Helium–neon laser heads have vast applications in various advance engineering and research fields. He–Ne laser heads in conjunction with optical interferometers are also used for precise and accurate measurements of various dimensional metrology parameters. To achieve reliable measurement observations, periodic calibration of He–Ne laser heads against the primary standard of length (Iodine stabilized He–Ne laser for realization of SI unit “Metre,” wavelength 633 nm) is essential. In the present manuscript, various factors contributing in measurement errors have been recognized and evaluation of measurement uncertainty for calibration of He–Ne laser head is conducted through law of propagation of uncertainty (LPU) and Monte Carlo simulation (MCS) methods. Octave software and R programming language were used for the numerical calculations for Monte Carlo Simulation. The uncertainty values obtained through both the techniques are compared and found to be close. Using LPU, relative combined uncertainty has been ± 3.80 × 10^–10 and relative expanded uncertainty has been ± 7.61 × 10^–10 and using MCS relative combined uncertainty has been ± 3.84 × 10^–10 and expanded uncertainty has been ± 7.68 × 10^–10 obtained.

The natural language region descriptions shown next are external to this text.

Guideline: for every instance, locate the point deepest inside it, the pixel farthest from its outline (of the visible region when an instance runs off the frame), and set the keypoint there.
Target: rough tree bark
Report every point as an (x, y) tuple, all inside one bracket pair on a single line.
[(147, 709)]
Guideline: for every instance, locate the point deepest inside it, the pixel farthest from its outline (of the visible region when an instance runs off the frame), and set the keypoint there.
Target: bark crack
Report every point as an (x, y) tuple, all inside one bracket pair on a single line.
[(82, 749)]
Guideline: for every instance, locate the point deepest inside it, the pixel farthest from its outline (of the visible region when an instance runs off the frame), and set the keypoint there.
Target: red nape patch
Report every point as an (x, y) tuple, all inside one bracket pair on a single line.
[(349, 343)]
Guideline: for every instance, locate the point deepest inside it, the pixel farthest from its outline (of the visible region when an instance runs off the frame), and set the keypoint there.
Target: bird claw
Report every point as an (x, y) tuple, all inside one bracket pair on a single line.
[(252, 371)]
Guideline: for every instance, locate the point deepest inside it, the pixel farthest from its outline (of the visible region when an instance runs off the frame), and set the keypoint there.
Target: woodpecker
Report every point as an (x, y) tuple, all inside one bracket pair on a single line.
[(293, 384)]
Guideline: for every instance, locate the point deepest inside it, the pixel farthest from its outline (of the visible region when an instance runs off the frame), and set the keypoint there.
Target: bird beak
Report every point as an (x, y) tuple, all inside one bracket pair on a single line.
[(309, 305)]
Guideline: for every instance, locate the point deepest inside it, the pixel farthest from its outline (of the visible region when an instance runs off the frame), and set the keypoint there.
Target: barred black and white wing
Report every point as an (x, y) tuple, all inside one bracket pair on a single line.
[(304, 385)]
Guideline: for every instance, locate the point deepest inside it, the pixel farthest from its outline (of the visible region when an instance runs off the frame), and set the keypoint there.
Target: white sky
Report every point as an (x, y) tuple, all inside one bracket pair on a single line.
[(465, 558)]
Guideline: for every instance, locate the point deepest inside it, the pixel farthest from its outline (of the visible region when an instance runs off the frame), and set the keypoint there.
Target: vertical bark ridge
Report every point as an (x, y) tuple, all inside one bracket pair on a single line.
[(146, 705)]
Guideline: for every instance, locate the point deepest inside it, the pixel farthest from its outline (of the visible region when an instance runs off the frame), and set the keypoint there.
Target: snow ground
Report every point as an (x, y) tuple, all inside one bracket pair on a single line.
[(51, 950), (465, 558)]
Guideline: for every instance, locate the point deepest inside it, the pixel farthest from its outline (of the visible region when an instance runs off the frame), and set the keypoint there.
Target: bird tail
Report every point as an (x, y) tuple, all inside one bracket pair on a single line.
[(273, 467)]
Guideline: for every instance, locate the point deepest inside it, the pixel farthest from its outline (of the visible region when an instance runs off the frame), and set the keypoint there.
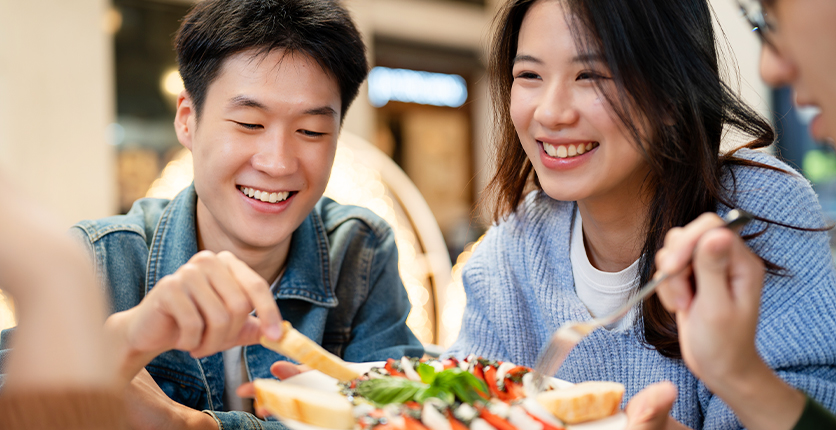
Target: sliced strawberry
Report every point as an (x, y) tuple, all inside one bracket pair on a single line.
[(514, 390), (413, 424), (450, 363), (454, 423), (495, 420)]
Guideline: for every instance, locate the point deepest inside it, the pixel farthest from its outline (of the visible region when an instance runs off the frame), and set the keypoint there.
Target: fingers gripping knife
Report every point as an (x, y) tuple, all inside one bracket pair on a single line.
[(571, 333)]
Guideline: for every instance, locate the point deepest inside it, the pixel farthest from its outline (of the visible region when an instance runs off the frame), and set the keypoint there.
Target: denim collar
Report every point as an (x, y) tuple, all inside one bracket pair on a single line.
[(306, 277)]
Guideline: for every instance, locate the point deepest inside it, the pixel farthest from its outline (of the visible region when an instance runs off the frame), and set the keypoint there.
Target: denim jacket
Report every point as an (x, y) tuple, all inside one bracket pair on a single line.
[(341, 288)]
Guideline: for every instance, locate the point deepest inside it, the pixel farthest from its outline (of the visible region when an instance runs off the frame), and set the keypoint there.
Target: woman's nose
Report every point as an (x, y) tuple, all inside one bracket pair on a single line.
[(556, 108)]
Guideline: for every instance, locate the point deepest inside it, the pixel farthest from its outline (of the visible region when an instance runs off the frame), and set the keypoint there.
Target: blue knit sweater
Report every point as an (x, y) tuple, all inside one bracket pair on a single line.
[(520, 288)]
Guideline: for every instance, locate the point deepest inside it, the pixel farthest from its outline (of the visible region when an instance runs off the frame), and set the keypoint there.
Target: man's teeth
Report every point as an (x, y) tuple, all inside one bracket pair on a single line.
[(565, 151), (264, 196)]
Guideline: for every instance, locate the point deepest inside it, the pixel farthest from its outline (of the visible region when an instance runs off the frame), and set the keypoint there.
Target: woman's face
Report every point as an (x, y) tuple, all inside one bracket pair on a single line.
[(569, 131)]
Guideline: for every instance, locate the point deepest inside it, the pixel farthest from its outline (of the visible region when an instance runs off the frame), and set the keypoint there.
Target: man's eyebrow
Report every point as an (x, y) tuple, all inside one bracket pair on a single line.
[(244, 101), (521, 58), (324, 110)]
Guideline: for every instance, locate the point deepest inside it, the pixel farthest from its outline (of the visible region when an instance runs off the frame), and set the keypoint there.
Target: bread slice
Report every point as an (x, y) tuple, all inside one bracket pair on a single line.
[(583, 402), (299, 347), (303, 404)]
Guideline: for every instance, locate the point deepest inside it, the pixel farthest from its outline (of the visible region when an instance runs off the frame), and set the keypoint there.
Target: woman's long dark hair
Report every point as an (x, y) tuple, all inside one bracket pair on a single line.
[(664, 62)]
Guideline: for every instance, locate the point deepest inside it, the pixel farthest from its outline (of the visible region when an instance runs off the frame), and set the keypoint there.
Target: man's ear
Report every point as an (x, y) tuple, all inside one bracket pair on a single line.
[(185, 120)]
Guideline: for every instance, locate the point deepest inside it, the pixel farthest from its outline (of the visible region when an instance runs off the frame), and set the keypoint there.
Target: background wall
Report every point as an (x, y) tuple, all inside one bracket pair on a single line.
[(56, 101)]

氦氖激光头在各种先进的工程和研究领域有着广泛的应用。He-Ne 激光头与光学干涉仪结合使用，还可用于各种尺寸计量参数的精确测量。为了实现可靠的测量观察，必须根据长度的主要标准（碘稳定的 He-Ne 激光器，用于实现 SI 单位“米”，波长 633 nm）对 He-Ne 激光头进行定期校准。在本手稿中，已经认识到导致测量误差的各种因素，并且通过不确定性传播定律 (LPU) 和蒙特卡罗模拟 (MCS) 方法对 He-Ne 激光头校准的测量不确定性进行评估。Octave 软件和 R 编程语言用于蒙特卡罗模拟的数值计算。比较通过这两种技术获得的不确定度值，发现它们很接近。使用 LPU，相对组合不确定度为 ± 3.80 × 10^–10和相对扩展不确定度为± 7.61 × 10 ^–10并且使用MCS 相对组合不确定度为± 3.84 × 10 ^–10并且扩展不确定度为± 7.68 × 10 ^–10。